Selain memperoleh bantuan sesuai dengan komponen yang dimiliki, KPM juga diwajibkan memenuhi berbagai ketentuan program agar kepesertaan dan bantuan yang diterima dapat terus berlanjut sesuai aturan yang berlaku.
Pendamping PKH menjelaskan bahwa bantuan sosial PKH pada dasarnya bersifat sementara.
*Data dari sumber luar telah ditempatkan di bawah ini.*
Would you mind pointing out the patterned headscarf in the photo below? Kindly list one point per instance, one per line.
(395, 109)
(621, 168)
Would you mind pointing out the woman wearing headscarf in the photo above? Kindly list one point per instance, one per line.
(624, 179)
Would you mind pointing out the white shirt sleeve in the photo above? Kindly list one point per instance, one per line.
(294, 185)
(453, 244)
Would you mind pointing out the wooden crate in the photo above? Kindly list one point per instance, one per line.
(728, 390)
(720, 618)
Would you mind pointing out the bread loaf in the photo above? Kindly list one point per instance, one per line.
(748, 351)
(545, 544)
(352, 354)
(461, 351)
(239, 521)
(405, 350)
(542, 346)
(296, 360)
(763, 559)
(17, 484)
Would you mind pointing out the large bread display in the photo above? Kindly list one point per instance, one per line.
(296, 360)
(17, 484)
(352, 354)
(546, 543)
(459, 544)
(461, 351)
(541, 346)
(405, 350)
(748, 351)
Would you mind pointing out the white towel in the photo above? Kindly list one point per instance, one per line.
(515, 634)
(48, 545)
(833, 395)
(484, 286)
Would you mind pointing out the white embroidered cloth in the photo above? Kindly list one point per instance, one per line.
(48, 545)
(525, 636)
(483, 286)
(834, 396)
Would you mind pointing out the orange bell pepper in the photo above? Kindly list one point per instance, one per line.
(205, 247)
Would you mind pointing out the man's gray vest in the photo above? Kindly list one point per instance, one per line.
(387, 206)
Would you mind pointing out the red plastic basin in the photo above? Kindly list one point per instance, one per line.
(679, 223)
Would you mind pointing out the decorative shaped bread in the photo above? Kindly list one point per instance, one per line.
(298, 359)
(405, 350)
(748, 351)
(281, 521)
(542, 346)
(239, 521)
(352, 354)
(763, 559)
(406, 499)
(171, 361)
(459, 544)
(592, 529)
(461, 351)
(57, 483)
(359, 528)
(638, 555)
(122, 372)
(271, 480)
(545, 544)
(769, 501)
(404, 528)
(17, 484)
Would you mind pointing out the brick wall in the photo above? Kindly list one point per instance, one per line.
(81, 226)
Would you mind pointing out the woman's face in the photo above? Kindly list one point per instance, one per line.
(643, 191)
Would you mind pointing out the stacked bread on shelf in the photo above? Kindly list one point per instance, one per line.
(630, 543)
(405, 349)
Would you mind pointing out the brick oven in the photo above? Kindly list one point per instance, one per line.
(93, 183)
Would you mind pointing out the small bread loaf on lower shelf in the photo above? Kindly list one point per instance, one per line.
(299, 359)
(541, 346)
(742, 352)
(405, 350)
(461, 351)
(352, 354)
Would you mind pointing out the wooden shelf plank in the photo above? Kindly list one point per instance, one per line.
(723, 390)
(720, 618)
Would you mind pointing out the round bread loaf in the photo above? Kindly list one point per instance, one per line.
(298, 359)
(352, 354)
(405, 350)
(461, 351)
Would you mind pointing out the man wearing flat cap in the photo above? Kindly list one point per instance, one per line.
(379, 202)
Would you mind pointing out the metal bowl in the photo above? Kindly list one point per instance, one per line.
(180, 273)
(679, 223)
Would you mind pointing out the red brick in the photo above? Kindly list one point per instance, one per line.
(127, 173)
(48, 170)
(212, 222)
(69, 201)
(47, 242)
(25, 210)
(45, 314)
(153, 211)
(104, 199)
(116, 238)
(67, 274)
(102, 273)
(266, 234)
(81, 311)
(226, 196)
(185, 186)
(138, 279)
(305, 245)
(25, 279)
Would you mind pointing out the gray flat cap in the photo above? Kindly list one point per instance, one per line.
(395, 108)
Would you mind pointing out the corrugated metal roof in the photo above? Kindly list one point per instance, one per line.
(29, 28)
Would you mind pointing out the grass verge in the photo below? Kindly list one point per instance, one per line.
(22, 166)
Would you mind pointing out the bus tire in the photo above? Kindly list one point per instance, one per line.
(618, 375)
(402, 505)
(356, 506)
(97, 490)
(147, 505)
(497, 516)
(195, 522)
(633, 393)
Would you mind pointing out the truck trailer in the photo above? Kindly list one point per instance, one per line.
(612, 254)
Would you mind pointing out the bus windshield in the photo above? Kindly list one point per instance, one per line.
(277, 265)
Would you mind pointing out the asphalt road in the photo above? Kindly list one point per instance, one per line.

Oleh karena itu, keluarga yang sudah tidak lagi memenuhi kategori atau komponen penerima manfaat akan dilakukan evaluasi sesuai ketentuan program.
Melalui pemahaman tersebut, KPM diharapkan dapat mempersiapkan diri untuk menjadi keluarga yang lebih mandiri secara ekonomi.Selain membahas pengelolaan bantuan sosial, kegiatan P2K2 juga menekankan pentingnya perubahan pola pikir, peningkatan keterampilan hidup, serta penguatan peran keluarga dalam membangun kesejahteraan.
Materi yang diberikan bertujuan mendorong peserta agar mampu mengembangkan potensi yang dimiliki dan tidak bergantung pada bantuan sosial dalam jangka panjang.Pada sesi pembinaan, pendamping PKH turut mengajak masyarakat dan pemerintah desa untuk meningkatkan kepedulian terhadap lanjut usia (lansia).
Masyarakat diimbau untuk senantiasa memperhatikan kesehatan lansia, mengingatkan mereka dalam beribadah, mendorong keikutsertaan pada kegiatan Posyandu Lansia, serta menyediakan lingkungan dan fasilitas yang ramah bagi kelompok usia tersebut.
Sementara itu, keluarga yang memiliki balita diingatkan untuk rutin memanfaatkan layanan kesehatan, khususnya Posyandu Balita, guna memastikan tumbuh kembang anak berjalan optimal serta menjaga kesehatan seluruh anggota keluarga.
Melalui kegiatan P2K2 ini, pemerintah berharap para KPM PKH tidak hanya memperoleh manfaat dari bantuan sosial, tetapi juga memiliki bekal pengetahuan dan keterampilan yang dapat meningkatkan kesejahteraan keluarga secara berkelanjutan.